This morning, I'm going to let you in on a little secret, I'm an INTROVERT, in all caps. Growing up, I mostly fought it, despised it, cursed it, but once I became an adult, out of school, not forced to embrace people all the time, I learned to be okay with who I really was, embrace it even. As an adult, I decided when and with whom, I wanted to socialize. It's been lovely all these years, completely lovely,
until now that is.
God has decided that I need to learn to embrace people more, so into the fire I've been thrown,
noooooo. I've argued my case with Him, to no avail I should say, so in the fire I stay. The cause, I'm the mama of two teenage girls. All you mama's out there are going to recognize this dilemma I've unwittingly fallen into, it's called
teens like socializing, and it's so uncomfortable for me, which gets us right back to why God has thrown me into the fire. I don't understand
the why part, but He obviously didn't agree with me that I was just fine in my own little tiny corner of the universe??? I thought it was all kinds of awesome, He thinks differently, shoot.
So, here lately I've found myself, socializing at
multiple proms, having too many sleepovers to count, hosting cookouts with no less than fifteen teens, have I lost my ever-lovin' mind?, chauffeuring around teens, mine and others, to various local events, many late nights with kids and their parents at local eateries celebrating this and that,
really Lord, are you kidding me???? My daughters,
mercy how I love y'all, but you're killing me!

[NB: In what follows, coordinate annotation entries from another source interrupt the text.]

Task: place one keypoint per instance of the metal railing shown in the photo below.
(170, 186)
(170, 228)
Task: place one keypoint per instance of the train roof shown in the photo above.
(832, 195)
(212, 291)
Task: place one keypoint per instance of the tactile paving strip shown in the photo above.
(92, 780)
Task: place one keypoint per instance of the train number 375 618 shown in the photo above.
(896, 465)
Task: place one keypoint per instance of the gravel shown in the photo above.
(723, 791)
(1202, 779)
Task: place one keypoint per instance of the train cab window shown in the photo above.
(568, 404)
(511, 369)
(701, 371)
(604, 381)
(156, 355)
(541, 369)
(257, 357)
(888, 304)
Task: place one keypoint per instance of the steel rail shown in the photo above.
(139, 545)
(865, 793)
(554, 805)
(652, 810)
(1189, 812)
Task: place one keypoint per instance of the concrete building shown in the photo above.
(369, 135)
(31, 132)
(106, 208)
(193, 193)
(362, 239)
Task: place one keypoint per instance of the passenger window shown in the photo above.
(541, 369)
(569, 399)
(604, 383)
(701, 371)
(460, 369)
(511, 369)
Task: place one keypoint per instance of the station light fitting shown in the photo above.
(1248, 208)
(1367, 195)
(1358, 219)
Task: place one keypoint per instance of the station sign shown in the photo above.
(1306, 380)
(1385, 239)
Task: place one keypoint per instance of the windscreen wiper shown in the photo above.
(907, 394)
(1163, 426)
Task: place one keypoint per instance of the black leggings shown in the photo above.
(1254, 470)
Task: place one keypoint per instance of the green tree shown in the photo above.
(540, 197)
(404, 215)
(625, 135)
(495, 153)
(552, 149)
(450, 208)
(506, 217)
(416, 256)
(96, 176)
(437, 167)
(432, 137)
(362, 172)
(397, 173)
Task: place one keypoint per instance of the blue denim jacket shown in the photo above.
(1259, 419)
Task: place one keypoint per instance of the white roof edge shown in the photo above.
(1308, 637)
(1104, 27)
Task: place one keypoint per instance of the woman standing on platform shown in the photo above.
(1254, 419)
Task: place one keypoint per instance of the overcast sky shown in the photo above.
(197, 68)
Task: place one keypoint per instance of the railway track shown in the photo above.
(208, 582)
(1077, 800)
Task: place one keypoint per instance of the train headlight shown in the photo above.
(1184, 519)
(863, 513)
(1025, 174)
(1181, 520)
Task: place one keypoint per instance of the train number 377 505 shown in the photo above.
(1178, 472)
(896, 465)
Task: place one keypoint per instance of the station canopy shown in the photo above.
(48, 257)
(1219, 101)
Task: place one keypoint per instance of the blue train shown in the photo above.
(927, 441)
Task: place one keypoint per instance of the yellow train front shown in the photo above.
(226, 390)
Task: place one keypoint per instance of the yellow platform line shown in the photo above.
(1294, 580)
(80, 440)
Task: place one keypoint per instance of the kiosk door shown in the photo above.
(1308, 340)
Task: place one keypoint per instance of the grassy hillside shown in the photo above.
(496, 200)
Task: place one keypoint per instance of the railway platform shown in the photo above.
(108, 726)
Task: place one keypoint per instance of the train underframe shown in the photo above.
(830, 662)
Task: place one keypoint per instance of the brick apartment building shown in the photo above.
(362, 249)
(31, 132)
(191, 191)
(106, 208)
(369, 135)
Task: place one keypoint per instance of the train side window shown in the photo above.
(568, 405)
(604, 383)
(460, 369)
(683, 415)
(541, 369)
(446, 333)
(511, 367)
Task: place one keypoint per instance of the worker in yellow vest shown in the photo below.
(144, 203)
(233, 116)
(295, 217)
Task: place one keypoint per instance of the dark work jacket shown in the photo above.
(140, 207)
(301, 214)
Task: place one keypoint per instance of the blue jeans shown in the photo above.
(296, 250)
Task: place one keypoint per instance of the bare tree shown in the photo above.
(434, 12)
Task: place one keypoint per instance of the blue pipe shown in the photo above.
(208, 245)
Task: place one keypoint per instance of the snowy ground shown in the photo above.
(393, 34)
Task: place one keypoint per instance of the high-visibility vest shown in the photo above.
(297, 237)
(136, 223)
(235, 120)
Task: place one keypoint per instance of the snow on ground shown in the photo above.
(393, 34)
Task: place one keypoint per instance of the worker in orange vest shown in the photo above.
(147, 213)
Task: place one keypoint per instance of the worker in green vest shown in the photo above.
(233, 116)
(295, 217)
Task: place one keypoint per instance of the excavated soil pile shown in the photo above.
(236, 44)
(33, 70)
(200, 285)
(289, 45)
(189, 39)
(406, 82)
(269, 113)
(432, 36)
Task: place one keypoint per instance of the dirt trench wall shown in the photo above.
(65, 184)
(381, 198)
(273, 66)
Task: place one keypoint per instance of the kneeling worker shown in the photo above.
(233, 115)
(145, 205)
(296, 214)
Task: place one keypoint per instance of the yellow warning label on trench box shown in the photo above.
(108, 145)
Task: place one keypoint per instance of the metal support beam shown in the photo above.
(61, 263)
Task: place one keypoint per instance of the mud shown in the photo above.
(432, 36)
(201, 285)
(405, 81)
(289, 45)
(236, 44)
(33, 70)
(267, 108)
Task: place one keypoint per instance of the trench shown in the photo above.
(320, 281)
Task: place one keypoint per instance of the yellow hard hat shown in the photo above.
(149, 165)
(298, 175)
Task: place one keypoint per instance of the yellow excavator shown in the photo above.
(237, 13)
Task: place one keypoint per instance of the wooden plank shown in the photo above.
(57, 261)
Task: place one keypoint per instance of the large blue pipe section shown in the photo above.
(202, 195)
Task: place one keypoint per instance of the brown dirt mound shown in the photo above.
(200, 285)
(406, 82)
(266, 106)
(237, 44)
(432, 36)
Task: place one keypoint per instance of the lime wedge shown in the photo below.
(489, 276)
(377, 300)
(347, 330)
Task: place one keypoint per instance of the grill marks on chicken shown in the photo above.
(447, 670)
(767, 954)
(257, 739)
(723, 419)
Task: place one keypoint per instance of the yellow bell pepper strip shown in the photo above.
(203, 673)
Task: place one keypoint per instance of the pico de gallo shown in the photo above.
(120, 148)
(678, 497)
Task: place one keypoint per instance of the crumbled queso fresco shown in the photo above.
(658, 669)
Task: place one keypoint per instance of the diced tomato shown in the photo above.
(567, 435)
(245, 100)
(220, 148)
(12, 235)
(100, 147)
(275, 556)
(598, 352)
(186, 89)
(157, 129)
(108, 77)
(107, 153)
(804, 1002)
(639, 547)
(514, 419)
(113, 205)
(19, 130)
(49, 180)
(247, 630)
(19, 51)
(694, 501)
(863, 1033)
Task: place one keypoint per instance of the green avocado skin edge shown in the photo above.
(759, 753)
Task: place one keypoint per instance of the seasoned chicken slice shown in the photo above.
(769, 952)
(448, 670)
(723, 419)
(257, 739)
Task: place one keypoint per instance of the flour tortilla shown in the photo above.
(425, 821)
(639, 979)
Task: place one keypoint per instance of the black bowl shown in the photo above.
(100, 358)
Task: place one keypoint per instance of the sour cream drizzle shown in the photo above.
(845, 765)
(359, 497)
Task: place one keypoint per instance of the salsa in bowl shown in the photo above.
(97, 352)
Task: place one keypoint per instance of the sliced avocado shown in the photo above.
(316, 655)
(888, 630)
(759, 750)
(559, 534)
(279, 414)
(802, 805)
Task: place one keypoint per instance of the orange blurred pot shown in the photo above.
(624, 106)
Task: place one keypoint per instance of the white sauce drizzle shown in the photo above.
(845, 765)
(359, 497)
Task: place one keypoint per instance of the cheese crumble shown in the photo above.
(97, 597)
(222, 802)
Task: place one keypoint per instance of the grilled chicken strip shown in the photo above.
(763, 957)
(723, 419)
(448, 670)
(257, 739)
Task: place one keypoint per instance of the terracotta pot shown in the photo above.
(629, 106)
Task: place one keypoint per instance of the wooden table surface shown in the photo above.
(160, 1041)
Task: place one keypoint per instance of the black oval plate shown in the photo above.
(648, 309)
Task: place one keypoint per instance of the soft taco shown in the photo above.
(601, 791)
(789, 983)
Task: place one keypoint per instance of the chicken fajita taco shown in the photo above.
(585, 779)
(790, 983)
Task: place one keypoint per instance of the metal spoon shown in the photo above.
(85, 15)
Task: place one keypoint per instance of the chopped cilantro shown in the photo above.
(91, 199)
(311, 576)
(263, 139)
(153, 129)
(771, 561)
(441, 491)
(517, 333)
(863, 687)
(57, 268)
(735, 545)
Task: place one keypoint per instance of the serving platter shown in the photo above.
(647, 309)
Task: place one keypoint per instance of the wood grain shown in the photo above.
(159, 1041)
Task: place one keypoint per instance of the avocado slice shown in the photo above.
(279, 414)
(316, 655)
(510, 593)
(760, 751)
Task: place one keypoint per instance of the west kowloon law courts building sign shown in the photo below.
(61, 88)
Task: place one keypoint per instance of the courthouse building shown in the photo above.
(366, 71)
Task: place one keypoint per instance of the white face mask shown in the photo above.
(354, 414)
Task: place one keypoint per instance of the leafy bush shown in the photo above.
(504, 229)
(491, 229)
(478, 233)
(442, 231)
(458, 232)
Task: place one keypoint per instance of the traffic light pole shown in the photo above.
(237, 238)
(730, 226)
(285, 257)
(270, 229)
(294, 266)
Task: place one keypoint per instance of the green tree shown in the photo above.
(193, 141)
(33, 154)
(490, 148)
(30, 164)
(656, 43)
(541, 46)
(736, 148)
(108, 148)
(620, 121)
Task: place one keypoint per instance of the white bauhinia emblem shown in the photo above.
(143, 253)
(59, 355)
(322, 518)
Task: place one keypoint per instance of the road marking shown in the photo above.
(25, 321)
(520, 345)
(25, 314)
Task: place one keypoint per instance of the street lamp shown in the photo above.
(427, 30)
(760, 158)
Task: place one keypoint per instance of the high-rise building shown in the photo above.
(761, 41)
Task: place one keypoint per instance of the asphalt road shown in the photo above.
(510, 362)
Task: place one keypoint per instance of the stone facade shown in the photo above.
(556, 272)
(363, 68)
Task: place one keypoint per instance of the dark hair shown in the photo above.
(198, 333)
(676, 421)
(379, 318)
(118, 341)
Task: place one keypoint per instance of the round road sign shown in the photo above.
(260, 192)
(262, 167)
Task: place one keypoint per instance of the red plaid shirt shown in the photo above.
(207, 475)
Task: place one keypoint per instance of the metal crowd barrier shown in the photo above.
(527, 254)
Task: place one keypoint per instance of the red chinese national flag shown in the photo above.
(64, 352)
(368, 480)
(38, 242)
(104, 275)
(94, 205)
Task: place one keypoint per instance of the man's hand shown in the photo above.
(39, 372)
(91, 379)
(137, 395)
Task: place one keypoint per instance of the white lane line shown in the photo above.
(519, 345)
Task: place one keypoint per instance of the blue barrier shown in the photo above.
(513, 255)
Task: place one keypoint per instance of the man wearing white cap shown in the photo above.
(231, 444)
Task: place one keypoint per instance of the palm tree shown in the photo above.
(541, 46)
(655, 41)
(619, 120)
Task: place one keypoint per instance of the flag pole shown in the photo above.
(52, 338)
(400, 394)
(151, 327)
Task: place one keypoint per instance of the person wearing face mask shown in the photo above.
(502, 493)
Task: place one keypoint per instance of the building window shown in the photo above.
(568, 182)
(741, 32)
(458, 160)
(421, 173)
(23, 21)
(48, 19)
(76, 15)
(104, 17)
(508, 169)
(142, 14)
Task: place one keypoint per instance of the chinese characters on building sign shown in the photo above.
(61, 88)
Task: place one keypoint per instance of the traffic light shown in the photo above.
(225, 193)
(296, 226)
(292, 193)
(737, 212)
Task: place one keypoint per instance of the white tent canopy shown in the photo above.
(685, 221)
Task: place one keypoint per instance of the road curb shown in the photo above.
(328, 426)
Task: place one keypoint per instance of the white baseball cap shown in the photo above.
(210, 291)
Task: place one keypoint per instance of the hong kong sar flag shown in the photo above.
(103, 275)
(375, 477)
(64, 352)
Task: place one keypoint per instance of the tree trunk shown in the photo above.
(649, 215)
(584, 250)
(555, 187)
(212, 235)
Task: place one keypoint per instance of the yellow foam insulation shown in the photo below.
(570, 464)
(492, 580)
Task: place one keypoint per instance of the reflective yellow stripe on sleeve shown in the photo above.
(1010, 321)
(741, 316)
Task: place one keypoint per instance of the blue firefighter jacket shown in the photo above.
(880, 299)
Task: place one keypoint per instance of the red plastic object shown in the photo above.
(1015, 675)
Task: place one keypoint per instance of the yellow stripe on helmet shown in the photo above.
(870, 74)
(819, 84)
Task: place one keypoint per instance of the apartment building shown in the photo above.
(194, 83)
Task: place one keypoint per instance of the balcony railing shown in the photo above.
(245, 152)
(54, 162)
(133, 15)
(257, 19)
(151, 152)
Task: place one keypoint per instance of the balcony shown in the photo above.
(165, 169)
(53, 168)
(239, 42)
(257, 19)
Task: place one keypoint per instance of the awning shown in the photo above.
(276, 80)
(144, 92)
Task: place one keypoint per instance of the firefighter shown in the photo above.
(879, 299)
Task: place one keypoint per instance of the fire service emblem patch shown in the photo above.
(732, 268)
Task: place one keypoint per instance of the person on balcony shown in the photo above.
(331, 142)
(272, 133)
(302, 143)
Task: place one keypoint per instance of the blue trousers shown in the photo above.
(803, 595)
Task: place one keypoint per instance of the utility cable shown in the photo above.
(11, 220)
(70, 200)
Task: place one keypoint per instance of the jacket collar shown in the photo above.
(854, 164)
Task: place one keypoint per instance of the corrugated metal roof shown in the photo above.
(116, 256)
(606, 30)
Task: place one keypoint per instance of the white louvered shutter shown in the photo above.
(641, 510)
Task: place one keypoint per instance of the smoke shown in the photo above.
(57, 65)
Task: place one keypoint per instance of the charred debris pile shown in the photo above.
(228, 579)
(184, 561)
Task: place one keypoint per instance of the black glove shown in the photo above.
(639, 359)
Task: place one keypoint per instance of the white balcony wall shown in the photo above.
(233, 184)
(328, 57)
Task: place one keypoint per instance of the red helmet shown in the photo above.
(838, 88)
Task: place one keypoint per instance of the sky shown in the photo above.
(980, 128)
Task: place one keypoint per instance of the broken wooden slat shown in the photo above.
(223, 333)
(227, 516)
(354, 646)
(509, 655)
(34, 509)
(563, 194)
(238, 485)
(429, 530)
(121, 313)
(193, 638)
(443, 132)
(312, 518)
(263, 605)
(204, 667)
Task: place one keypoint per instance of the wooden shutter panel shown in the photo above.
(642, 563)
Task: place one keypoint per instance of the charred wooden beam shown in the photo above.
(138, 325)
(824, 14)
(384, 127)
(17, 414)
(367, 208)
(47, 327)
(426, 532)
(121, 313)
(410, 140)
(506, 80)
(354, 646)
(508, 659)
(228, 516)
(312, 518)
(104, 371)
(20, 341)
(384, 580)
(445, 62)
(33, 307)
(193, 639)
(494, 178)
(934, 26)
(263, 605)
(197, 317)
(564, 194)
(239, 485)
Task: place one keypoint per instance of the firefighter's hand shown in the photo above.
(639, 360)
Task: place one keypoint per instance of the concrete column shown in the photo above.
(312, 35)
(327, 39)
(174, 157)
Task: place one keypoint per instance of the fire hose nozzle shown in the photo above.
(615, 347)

All you regular, sociable folks out there won't get this at all, but for the rest of you,
this is hard! So hard, in fact that I shut down completely from the toll it takes on me mentally, which may explain why I disappear from this blog at times. Sound crazy? It feels crazy inside my head, and the struggle is real my friends, but for whatever reason, God wants me uncomfortable right now and if I could see the big picture like He can, I'm sure I'd totally get it, but right now, little ole me is treading water struggling to keep from drowning.
So back to the title,
stretched, where are you right now? Is God giving you a makeover too, stretching and pulling you in all directions? It hurts doesn't it? Believe me honey, I know how it hurts. I have to remind myself daily how it's all for something good, and it will be revealed in His time, not mine, but doggone it's hard. If you're struggling with change today, I'm right there with you sista, you are not alone.